Home » Utama » Kudapan Tanah Parahyangan Mulai Menjamur

Kudapan Tanah Parahyangan Mulai Menjamur

Tanjung Selor – Para pelaku usaha dari Tanah Parahyangan, Jawa Barat mulai menunjukkan eksistensinya di Ibu Kota Bumi Kalimantan Utara. Jawa Barat lebih terkenal sebagai salah satu pusat penghasil tekstil dan beberapa produk garmen, saat ini juga mulai merambah dunia kuliner, khususnya kudapan atau biasa disebut camilan (makanan ringan).
Berdasarkan pantauan Koran Kaltara di beberapa ruas jalan ibukota, jenis produk yang ditawarkan memang makanan khas dari tanah sunda. Seperti contoh Bakso Tahu Goreng atau disingkat Batagor, Aci (Tepung Sagu) digoreng atau disingkat Cireng, Aci dicolok (ditusuk) atau disingkat Cilok dan juga Roti Bakar.
Meski skala usahanya kecil, namun apabila diperhatikan lebih seksama, kuantitas usaha ini bisa dikatakan menjamur. Dimana usaha tersebut dapat dilihat pada mayoritas ruas jalan di Tanjung Selor, khususnya ketika sore dan malam hari.
Salah satu penjual Batagor yang Koran Kaltara temui, Rizal mengungkapkan, di Tanjung Selor sendiri dalam satu tahun terakhir memang banyak berdatangan pemuda dari tanah pasundan yang mengadu nasib dengan berjualan makanan khas Jawa Barat. Bahkan saat ini sedang dibahas mengenai komunitas pelaku usaha kecil yang berdasarkan unsur kedaerahan tersebut.
“Rata-rata memang yang masih muda dan juga yang baru menikah. Kita juga sering komunikasi tentang bagaimana penjualan, dan apa saja yang sepertinya laku kalau dijual,” terang Rizal.

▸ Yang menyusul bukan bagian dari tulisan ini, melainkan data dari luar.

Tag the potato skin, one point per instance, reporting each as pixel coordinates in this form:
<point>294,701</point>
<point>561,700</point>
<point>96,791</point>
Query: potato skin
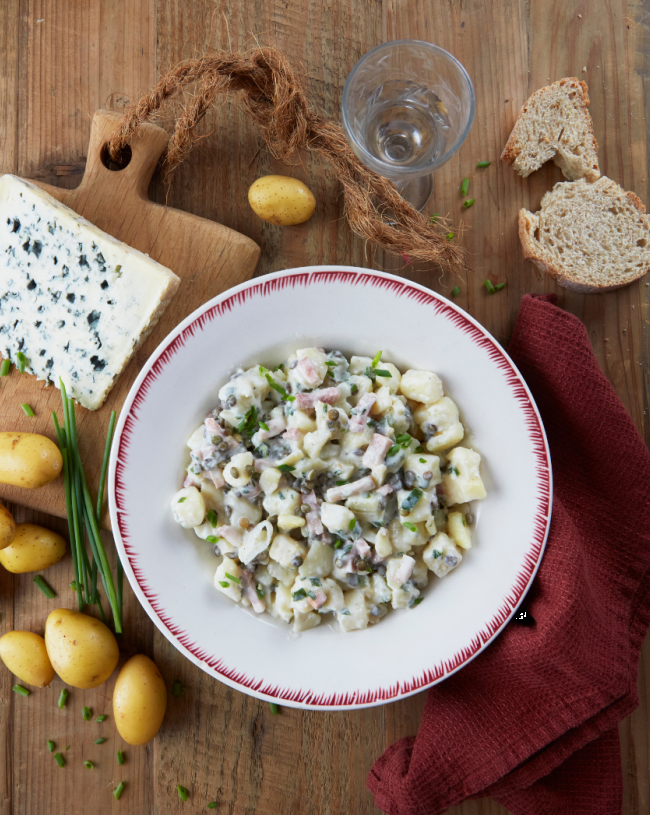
<point>139,700</point>
<point>32,549</point>
<point>28,460</point>
<point>7,527</point>
<point>25,655</point>
<point>281,200</point>
<point>82,650</point>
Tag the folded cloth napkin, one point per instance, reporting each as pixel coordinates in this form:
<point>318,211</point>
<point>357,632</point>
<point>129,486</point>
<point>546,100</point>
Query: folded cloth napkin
<point>532,721</point>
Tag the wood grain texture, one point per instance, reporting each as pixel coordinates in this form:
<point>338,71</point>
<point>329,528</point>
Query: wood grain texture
<point>217,742</point>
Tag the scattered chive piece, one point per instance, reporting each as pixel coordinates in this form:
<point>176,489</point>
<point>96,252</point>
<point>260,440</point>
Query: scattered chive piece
<point>44,586</point>
<point>22,691</point>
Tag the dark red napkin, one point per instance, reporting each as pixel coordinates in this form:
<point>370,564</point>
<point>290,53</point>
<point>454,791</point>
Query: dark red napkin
<point>532,721</point>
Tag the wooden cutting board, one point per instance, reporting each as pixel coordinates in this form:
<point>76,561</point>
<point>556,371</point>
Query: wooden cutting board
<point>208,257</point>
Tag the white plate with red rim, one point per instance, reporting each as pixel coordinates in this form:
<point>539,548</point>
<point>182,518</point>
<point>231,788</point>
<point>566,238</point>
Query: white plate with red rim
<point>358,311</point>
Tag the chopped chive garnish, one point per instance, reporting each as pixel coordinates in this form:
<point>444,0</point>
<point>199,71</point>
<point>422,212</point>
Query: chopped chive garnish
<point>44,586</point>
<point>22,691</point>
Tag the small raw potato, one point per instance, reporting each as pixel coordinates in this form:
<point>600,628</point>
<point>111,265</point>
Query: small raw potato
<point>25,655</point>
<point>33,548</point>
<point>281,200</point>
<point>139,700</point>
<point>28,460</point>
<point>7,527</point>
<point>83,651</point>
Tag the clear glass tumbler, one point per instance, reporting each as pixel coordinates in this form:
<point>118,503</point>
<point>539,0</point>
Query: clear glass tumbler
<point>407,108</point>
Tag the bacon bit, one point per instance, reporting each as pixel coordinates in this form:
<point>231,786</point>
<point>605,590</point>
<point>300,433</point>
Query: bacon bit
<point>365,484</point>
<point>327,395</point>
<point>376,451</point>
<point>358,421</point>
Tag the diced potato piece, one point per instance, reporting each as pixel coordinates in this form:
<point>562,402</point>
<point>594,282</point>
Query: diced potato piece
<point>223,581</point>
<point>354,615</point>
<point>462,479</point>
<point>440,555</point>
<point>421,386</point>
<point>442,420</point>
<point>458,530</point>
<point>284,550</point>
<point>188,507</point>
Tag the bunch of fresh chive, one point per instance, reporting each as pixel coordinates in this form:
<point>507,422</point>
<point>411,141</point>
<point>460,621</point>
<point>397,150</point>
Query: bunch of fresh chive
<point>83,515</point>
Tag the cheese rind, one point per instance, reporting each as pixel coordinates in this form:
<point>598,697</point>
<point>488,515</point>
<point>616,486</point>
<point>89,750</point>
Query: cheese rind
<point>74,300</point>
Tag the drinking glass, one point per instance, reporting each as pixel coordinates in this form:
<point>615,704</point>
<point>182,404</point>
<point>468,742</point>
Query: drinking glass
<point>407,108</point>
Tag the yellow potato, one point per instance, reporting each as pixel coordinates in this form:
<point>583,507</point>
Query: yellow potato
<point>32,549</point>
<point>25,655</point>
<point>7,527</point>
<point>83,651</point>
<point>139,700</point>
<point>281,200</point>
<point>28,460</point>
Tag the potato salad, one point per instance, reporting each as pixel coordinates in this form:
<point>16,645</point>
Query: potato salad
<point>330,486</point>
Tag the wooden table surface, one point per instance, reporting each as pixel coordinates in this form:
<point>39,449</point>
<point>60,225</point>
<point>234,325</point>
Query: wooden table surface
<point>62,59</point>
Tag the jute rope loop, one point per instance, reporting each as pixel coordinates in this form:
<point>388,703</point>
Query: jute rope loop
<point>270,93</point>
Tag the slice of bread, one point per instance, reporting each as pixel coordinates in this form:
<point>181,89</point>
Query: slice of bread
<point>591,237</point>
<point>555,124</point>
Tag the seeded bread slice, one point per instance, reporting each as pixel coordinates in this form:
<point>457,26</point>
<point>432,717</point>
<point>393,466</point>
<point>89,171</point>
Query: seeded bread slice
<point>555,124</point>
<point>589,237</point>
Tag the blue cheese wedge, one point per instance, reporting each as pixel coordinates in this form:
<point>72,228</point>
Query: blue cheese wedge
<point>74,301</point>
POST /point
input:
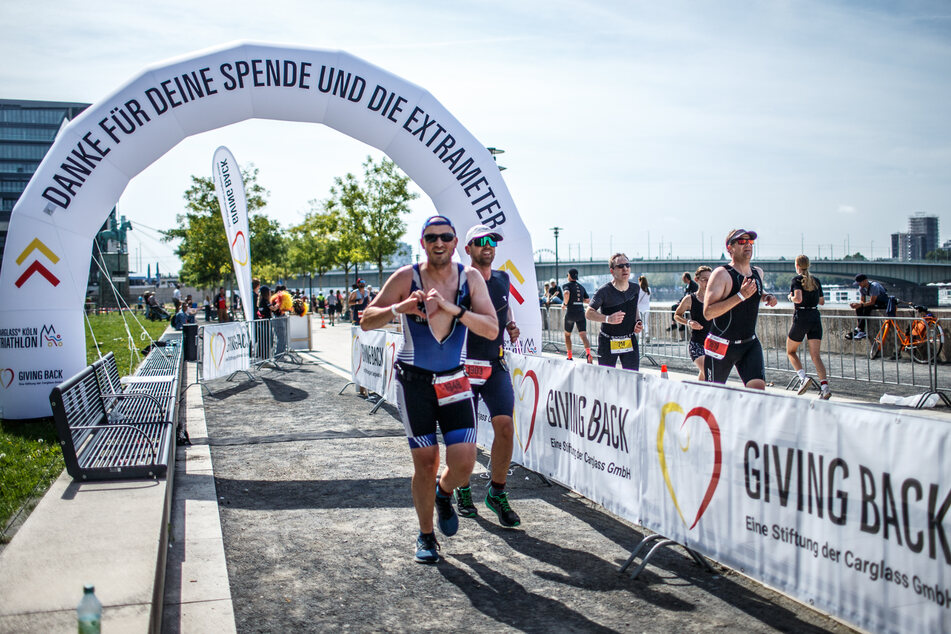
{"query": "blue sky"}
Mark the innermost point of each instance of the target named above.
(635, 126)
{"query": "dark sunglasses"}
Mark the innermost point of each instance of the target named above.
(484, 241)
(445, 237)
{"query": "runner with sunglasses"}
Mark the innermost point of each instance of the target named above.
(438, 303)
(490, 378)
(731, 304)
(614, 306)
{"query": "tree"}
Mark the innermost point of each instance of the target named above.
(203, 247)
(312, 245)
(370, 213)
(386, 198)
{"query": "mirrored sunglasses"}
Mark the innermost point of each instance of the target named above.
(445, 237)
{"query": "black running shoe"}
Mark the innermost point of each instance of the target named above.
(464, 502)
(448, 521)
(427, 549)
(500, 504)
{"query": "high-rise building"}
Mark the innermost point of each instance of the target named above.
(927, 227)
(27, 131)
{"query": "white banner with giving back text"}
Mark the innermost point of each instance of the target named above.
(844, 507)
(225, 349)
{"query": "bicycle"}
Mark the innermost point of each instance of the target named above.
(923, 339)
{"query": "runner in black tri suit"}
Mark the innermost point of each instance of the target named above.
(575, 299)
(490, 378)
(433, 387)
(617, 301)
(697, 325)
(732, 306)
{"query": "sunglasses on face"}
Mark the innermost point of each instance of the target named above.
(484, 241)
(445, 237)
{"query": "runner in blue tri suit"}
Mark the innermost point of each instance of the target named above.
(490, 378)
(731, 304)
(438, 302)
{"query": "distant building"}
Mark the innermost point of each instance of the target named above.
(920, 240)
(27, 131)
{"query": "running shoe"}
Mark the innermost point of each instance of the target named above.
(446, 514)
(500, 505)
(464, 502)
(804, 386)
(427, 549)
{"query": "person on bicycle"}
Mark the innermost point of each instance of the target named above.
(873, 295)
(806, 294)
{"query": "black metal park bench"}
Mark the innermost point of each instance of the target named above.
(110, 433)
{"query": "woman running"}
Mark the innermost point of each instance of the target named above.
(696, 324)
(806, 293)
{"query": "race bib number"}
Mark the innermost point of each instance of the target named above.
(715, 347)
(620, 345)
(451, 388)
(478, 371)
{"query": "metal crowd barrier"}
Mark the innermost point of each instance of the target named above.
(925, 365)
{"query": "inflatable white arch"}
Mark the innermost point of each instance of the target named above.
(47, 254)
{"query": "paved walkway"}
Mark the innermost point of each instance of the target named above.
(318, 530)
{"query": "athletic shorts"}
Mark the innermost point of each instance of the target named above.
(803, 327)
(695, 349)
(746, 357)
(629, 360)
(420, 412)
(573, 320)
(497, 392)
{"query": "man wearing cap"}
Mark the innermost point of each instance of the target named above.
(575, 299)
(615, 306)
(731, 304)
(438, 303)
(358, 301)
(872, 295)
(490, 378)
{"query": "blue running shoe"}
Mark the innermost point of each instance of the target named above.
(446, 514)
(427, 549)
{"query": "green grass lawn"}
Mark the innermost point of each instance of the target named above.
(30, 457)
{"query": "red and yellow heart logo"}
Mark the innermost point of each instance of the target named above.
(707, 416)
(239, 248)
(522, 381)
(217, 346)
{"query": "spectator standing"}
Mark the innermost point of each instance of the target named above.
(696, 323)
(614, 305)
(805, 293)
(872, 295)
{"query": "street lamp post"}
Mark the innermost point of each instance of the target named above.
(556, 230)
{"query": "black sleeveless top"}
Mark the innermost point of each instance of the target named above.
(739, 322)
(489, 349)
(696, 314)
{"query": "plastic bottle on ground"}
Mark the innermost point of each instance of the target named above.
(89, 611)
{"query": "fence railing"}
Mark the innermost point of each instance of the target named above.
(890, 356)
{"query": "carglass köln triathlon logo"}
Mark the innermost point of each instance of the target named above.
(704, 414)
(50, 337)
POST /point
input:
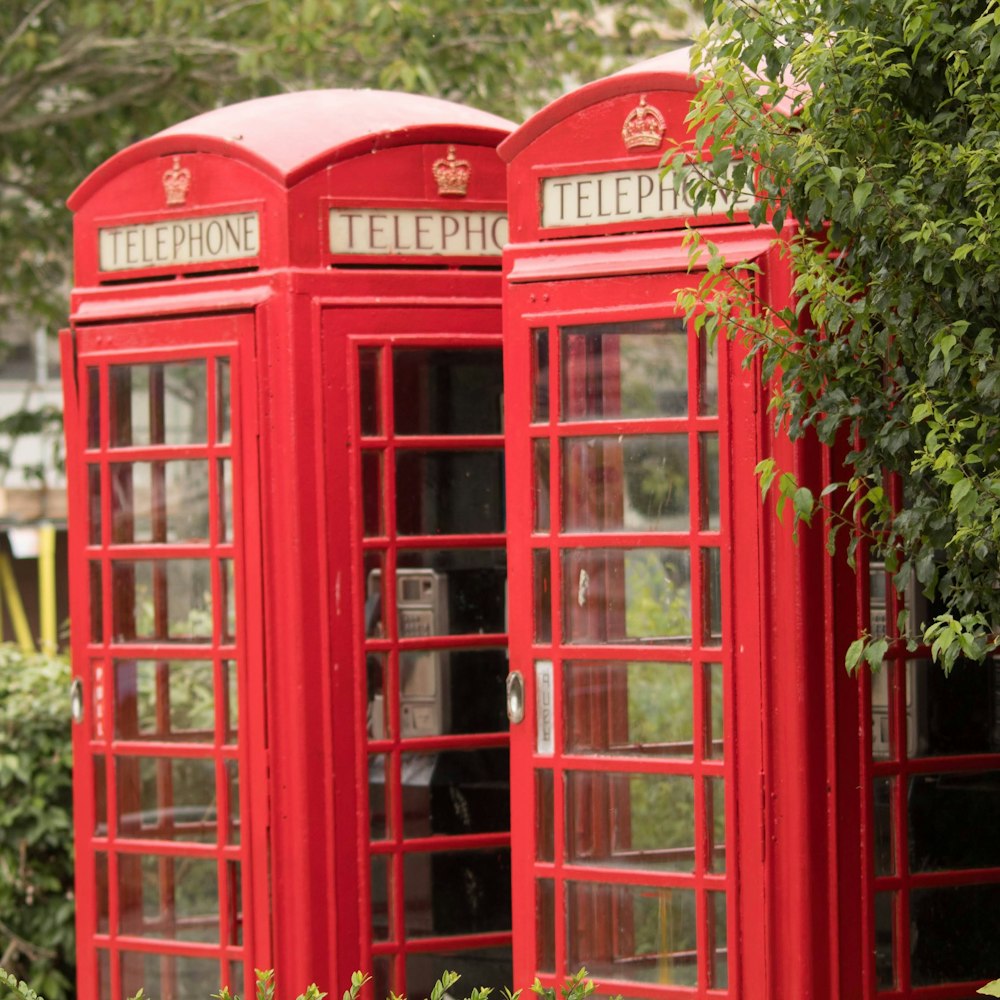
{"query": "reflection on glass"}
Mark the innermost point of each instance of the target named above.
(540, 375)
(166, 798)
(165, 599)
(955, 713)
(885, 940)
(883, 812)
(371, 493)
(455, 792)
(447, 390)
(451, 591)
(719, 965)
(954, 933)
(711, 568)
(158, 404)
(637, 933)
(629, 370)
(626, 595)
(542, 561)
(545, 846)
(634, 483)
(370, 382)
(164, 700)
(713, 711)
(938, 839)
(630, 820)
(381, 869)
(618, 707)
(545, 924)
(484, 966)
(710, 519)
(715, 823)
(541, 492)
(169, 897)
(449, 492)
(456, 892)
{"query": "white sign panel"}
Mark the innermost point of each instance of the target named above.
(206, 239)
(420, 232)
(622, 196)
(544, 721)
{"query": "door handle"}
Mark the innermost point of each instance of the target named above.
(515, 697)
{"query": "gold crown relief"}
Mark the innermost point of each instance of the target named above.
(176, 181)
(451, 174)
(644, 126)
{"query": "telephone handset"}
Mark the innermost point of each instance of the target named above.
(422, 611)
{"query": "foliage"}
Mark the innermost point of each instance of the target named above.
(81, 79)
(884, 152)
(36, 823)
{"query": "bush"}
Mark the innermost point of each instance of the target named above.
(37, 907)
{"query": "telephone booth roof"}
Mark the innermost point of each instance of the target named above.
(290, 136)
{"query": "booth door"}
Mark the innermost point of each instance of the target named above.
(162, 577)
(620, 554)
(426, 399)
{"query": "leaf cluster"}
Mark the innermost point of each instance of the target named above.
(870, 129)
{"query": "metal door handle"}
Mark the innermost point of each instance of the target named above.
(515, 697)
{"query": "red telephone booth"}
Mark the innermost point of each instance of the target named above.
(283, 410)
(675, 647)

Lebih jauh ia mengaku, meski usahanya memang terlihat kecil, namun pendapatannya satu bulan dirasa lebih dari cukup. Dari harga satu porsi batagor Rp13.000 ini, dirinya mendapat keuntungan setidaknya Rp2.000.000 hingga Rp3.000.000 setiap bulannya. Jumlah itu pun sudah diluar biaya makan dan tempat tinggal. “Sehari saya bisa menjual sampai 100 porsi, memang ramai. Yang penting rasa dan kualitas dijaga,” lanjutnya.
Terpisah, Penjual Roti Bakar yang Koran Kaltara temui bernama Budi menuturkan memang Tanjung Selor saat ini ramai dikenalkan oleh temannya yang lebih dahulu merantau dengan berjualan makanan serupa. Pria asal Cikapundung Kabupaten Bandung ini mengatakan hal tersebut menarik minat teman-teman lainnya untuk turut bersama merantau.
Sisi ekonomis dari usahanya, dirinya mengaku saat ini harus berani bersaing dan berinovasi agar konsumen tidak pindah ke lain tempat. “Meski setiap jalan itu ada yang jual, tapi orang carinya yang enak. Kalau harga sih rata-rata sama. Ada yang Rp12.000 sampai Rp18.000 tergantung rasanya,” tutupnya.